The name, American Riviera Orchard, is somewhat baffling. It sounds like the kind of bonkers moniker a pop star would give their child: Blue Ivy (Beyonce), Daisy Dove Bloom (Katy Perry), Bluebell Madonna (Gerri Halliwell). But no matter. It’s Meghan’s baby, and she can call it whatever she likes.

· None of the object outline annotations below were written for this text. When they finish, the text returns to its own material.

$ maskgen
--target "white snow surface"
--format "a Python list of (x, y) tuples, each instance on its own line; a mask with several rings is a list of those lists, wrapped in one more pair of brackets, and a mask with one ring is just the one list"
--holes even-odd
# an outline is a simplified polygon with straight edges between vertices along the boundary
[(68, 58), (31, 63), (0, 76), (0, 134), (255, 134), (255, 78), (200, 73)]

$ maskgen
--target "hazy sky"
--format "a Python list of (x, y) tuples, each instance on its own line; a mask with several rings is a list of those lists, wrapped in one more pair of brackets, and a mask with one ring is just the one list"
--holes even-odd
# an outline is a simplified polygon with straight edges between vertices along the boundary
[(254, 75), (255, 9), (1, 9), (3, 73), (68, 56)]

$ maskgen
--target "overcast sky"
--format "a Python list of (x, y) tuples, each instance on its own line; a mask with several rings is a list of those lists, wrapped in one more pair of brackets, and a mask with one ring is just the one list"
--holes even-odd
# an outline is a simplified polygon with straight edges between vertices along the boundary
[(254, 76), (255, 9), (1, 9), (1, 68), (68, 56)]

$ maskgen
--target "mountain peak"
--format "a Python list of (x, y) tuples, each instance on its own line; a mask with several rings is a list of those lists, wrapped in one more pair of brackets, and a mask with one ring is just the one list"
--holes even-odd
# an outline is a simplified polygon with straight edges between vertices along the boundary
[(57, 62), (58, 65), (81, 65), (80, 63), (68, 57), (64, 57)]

Because for once, I don’t think it’s a bad idea of hers. It’s certainly one of her better enterprises of late. Ever since the Duchess left the UK, she and Prince Harry have been seemingly unable to move on, obsessed with exacting revenge on the folks back home. They’ve turned into a right pair of trolls, too preoccupied with what they’ve left behind to see what lies ahead, too busy carping about the past to start building any sort of future.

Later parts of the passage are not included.